The series’ most nuanced performance, however — its most surprising, anyway — may belong to Nay. Moral compromises notwithstanding, Gita and Lali are clear-cut characters with straightforward motivations — stay alive, see each other as much as possible, help other prisoners when they can, get home, find each other. They’re heroes limited by circumstance — “In this hell that we’re in we’re only given two choices, the bad choice, or the worse one,” a fellow prisoner tells Lali — but Baretzki, whom we have no reason to like and many to hate, is a tragic figure, lonely, angry, awkward when not barking orders, looking for something like love, unpredictably violent, and doomed. That’s a lot for an actor to balance, and Nay does it marvelously well.

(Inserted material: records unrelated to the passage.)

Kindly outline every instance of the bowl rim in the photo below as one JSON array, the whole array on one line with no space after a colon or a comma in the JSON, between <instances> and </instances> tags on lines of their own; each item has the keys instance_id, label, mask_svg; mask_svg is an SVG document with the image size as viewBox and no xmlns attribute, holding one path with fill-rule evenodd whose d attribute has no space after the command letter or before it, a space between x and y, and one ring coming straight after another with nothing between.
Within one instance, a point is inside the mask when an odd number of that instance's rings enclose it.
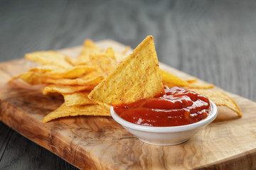
<instances>
[{"instance_id":1,"label":"bowl rim","mask_svg":"<svg viewBox=\"0 0 256 170\"><path fill-rule=\"evenodd\" d=\"M217 106L210 100L210 110L209 115L205 118L199 122L194 123L186 125L179 125L179 126L168 126L168 127L155 127L155 126L146 126L137 125L133 123L128 122L122 118L120 118L114 110L113 106L110 106L110 114L113 119L117 121L118 123L122 125L124 127L127 127L130 129L134 129L140 131L150 132L178 132L182 131L191 130L196 129L204 125L206 125L211 122L213 122L218 115L218 108Z\"/></svg>"}]
</instances>

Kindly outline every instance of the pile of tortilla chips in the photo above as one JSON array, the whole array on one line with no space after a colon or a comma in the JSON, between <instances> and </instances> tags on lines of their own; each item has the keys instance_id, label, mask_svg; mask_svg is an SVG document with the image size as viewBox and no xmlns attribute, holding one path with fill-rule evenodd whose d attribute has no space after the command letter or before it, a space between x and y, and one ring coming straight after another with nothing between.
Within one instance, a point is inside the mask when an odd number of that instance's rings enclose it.
<instances>
[{"instance_id":1,"label":"pile of tortilla chips","mask_svg":"<svg viewBox=\"0 0 256 170\"><path fill-rule=\"evenodd\" d=\"M210 84L197 79L183 80L159 69L152 36L146 37L127 57L129 50L102 50L86 40L80 55L72 58L54 51L29 53L26 59L41 64L14 77L46 86L43 94L60 94L64 103L48 114L43 123L75 115L110 115L109 106L124 105L154 97L164 86L180 86L203 94L218 106L226 106L242 116L235 102L215 90Z\"/></svg>"}]
</instances>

Though the well-informed might say different, the re-creation of Auschwitz feels trustworthy; and one can watch these evocations of death camp life with the same curiosity as if this were a documentary. The chimneys belching black smoke deliver a shock. Still, we’re looking at the past through a scrim of art, and no matter how dedicated “The Tattooist of Auschwitz” may be to getting things right, it’s a translation of a work of fiction based on a memory of an experience; a filtered reality, and only a slice of it. (And questions have been raised about the veracity of Morris’ novel.) The actors may have worked to inhabit their roles, or lost weight to play the part, but none are actually suffering, and we sense it. Through their privations they remain pretty people, as a screen romance would require; the producers want you to love these lovers and stick around six hours to the end. (And there’s a good new Barbra Streisand song.)
Coincidentally, or perhaps not, the series premieres days before the congressionally established, weeklong Holocaust Days of Remembrance begin Sunday, marking the anniversary of the Warsaw Uprising. Not a year goes by that at least one Holocaust drama, and usually more, comes to the small or big screen; “We Were the Lucky Ones” concludes its run on Hulu the day that “The Tattooist of Auschwitz” appears. Producers make pictures for all kinds of noble and less noble reasons, with greater and lesser success, but it’s good that these stories keep coming, given the ordinary dustbinning of history, the appallingly common denial of history, and a renascent antisemitism that was surging even before current events gave cover to antisemites.